Koalisyon görüşmelerinde ilk tur tamamlandı. AKP sanki
kendisinden başkası hükümet kuramazmış gibi bu sürenin neredeyse
tümünü tek başına kullanma niyetinde görünüyor.
Oysa ilk turu, görev aldıktan hemen sonra bir gün içinde
tamamlayabilirdi. Önümüzdeki süreçte, bayramın ardından ikinci tur
yapılacak. Bakarsınız bir tur daha yapılır.
Gelinen noktayı özetlemek gerekirse...
Yeri geldikçe vurguladığımız gibi önceki koalisyon deneyimlerinden
farklı olarak en sorunlu ve aktif oyuncu Cumhurbaşkanı... Her
iftarda ağzını iftiharla açan Erdoğan,hükümet
seçenekleri üzerine fetvalar veriyor. Erdoğan’ın bu konuşmalarında
kullandığı dille kendisine yanıt vermek gerekirse şöyle başlamak
kaçınılmazdır:
Sen kimsin?
Anayasanın 104. maddesine göre, devlet kurumları arasındaki
dengeden sorumlu, siyasi partilere tarafsız davranması gereken bir
kişisin.
Hükümeti kurmaya ilişkin tek sorumluluğun da seçimlerin ardından
olabildiğince çabuk, hükümeti kurmaya en yetkili partiye görev
vermek. O kuramazsa, bir sonrakine vermek.

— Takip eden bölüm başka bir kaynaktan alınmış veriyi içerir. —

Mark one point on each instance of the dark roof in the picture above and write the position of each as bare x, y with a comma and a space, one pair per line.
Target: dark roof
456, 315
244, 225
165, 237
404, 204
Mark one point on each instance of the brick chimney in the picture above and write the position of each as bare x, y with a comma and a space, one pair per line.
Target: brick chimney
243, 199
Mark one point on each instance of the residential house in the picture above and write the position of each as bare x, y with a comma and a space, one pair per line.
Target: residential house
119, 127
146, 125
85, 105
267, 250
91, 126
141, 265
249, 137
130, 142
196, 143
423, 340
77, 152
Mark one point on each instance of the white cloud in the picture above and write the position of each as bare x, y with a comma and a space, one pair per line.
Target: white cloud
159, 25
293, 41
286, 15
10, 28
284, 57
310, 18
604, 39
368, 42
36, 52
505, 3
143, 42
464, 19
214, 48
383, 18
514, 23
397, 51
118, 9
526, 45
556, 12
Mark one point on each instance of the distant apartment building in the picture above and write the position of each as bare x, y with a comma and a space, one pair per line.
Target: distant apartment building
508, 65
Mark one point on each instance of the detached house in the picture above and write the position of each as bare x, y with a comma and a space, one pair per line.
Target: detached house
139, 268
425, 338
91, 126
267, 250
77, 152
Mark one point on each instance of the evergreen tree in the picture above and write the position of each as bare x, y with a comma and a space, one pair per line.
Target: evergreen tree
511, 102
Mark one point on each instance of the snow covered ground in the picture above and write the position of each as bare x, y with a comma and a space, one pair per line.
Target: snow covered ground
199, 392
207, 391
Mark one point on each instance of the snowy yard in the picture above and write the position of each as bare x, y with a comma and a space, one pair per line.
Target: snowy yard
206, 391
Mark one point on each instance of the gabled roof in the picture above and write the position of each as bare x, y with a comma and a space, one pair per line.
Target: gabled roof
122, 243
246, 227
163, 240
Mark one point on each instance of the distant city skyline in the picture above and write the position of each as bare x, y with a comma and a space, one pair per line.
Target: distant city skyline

Siyasetin içinden gelen cumhurbaşkanları dahil bu gelenek ana
hatlarıyla bozulmadı.
Ancak şimdi Erdoğan, seçimlerde oy istediği partisiyle hükümet
kuracak partiyi hizaya getirme işine girişiyor. Halk
Erdoğan’a “Sen görevini yap siyasete karışma”dedi. Şimdi bu
sözü Erdoğan’a parlamentonun da hatırlatması gerekiyor.
***
MHP’nin koalisyon görüşmelerinde en deneyimli parti olduğunu söylemek abartma olmaz. 1980 öncesi Milliyetçi Cephe koalisyonlarından, 1999’un DSP’li koalisyonuna kadar uzanan bir deneyimi var.